The unions were segregated and the music that grew from those movements was coming from Woody Guthrie, Pete Seeger and the Weavers, Peter, Paul and Mary, et al, (good folks all) but it would be decades before black artists would be allowed to cross over into the mainstream of arts and culture. Then Josh White, Odetta, Oscar Brown, Jr., and the great blues singers began to be recognized and appreciated -- but only in a special category called "race" music. I know because we got our start in the music business at the end of the war, in June of 1945, when we opened Reid's Records in Berkeley, oriented to a black clientele.

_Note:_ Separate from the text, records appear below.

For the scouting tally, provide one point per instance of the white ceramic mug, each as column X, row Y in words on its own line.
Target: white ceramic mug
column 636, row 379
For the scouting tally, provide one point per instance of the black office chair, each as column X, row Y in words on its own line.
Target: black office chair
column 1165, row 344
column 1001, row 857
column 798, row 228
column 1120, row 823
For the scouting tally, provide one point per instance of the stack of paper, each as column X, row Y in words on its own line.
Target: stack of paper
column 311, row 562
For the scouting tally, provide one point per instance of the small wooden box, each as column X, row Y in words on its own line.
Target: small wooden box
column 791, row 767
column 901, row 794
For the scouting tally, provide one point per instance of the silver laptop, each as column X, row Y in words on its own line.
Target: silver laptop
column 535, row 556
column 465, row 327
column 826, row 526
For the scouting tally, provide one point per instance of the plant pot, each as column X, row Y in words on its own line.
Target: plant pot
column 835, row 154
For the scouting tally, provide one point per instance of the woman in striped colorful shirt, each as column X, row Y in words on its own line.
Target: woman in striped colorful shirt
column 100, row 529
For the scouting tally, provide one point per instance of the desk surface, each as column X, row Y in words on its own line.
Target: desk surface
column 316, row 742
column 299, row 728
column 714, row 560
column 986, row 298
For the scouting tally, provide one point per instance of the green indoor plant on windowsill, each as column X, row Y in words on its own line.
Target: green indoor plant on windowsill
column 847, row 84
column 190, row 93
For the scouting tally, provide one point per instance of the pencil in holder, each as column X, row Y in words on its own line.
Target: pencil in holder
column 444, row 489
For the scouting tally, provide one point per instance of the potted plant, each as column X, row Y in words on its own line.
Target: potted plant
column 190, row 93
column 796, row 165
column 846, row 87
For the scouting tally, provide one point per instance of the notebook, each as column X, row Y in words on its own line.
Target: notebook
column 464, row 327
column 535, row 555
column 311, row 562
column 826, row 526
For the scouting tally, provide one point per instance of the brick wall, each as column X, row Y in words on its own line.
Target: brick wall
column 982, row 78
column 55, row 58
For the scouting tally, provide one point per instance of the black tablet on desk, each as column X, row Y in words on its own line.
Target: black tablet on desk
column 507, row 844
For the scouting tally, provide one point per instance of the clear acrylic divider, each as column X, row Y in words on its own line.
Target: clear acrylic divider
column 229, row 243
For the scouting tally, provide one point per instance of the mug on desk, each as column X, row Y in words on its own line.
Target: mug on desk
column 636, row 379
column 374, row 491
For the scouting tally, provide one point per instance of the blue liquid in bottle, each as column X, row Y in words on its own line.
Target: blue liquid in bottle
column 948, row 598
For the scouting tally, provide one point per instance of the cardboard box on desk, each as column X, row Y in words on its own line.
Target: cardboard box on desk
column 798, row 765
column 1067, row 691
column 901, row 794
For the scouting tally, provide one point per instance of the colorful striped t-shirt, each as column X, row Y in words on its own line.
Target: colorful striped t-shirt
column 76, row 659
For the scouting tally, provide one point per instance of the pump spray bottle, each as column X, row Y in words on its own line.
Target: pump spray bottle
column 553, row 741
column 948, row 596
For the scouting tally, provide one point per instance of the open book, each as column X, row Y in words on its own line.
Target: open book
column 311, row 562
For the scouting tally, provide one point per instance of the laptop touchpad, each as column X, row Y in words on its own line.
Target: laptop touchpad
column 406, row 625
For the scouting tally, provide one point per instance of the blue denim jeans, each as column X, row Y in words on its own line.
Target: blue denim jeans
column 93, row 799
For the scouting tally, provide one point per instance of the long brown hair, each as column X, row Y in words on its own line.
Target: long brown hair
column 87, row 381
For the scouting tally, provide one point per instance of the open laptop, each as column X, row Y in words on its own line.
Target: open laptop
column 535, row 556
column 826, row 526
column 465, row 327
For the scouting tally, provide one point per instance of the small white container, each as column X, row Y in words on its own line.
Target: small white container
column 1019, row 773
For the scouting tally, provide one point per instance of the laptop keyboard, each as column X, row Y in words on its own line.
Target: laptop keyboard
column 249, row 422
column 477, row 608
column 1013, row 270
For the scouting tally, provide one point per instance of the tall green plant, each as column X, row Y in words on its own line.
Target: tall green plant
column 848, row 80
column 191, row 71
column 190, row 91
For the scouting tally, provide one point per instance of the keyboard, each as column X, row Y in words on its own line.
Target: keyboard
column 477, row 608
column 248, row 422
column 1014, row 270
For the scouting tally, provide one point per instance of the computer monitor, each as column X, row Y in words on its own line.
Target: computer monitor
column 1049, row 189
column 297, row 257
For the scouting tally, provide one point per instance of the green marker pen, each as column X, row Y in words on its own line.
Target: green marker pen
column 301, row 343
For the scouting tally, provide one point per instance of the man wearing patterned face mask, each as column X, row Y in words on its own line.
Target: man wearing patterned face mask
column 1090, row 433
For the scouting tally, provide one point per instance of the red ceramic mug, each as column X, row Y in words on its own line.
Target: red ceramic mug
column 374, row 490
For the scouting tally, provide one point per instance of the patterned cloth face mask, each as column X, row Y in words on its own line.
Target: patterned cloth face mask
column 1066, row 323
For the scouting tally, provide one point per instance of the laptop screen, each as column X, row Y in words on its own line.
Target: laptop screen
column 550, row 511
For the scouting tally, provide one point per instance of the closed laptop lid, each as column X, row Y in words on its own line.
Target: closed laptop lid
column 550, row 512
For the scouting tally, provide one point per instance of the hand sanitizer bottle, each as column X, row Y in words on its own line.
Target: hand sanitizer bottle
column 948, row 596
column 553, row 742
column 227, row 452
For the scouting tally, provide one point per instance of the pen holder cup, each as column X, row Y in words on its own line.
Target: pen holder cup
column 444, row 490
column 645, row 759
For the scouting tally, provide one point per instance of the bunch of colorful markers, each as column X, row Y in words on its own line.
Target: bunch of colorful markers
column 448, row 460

So -- we bring together the Folk Music Society of San Francisco and the Union Chorus to this year's festival to reunite and celebrate. We've made the initial contact and it looks likely. It will be exciting. Some of those singers and musicians are veterans of the home front story -- shipyards, aircraft plants, munitions, Red Cross workers, USO volunteers, and some are Rosies. But how do we address the old race questions without breaking with our obligation to not advocate politically? Or, do we seize the opportunity to finally re-visit that period and those issues in a healing and inclusive way in order to get beyond them and in a way that exercises the commitment to community outreach which falls well within the bounds of my job description? If this sounds convoluted, it's because my pathway through this is still unclear.
Finding the balances will be critical.
Typing out the words is helpful. I'll begin by asking for a meeting with those music groups so that we can explore the questions and invite them to help in the planning. It will be our chance to open the conversation and re-visit that historic period together. We can recognize that there were Americans of every race trying to get it right then -- just as there are now. That we can find ways to honor those efforts by sharing the hopes and dreams of a generation sharing the mission to save the world -- even while denying its collective humanity and need for one another.
And we can do it through the music of the period ... music that nurtured a generation and -- in time -- effected the direction of our progress. Despite whatever feeble efforts that were made by many, it would take another two decades to bring us to where we are now. There is much work still to be done. It may be that the opening of a new conversation on race relations is finally underway due to the candor and wisdom of a new generation of leadership.
Maybe, we're on our way toward true " .... freedom and justice for all!".
Photo: Can you place yourself in the shoes of the man being ushered out of this "Whites only" waiting room? Do you wonder whether his smile is from subservience -- or is it fear? By their dress one must assume the photo depicts a period during our lifetimes. Would not anger be the appropriate response to the situation -- even if it's delayed a generation or two?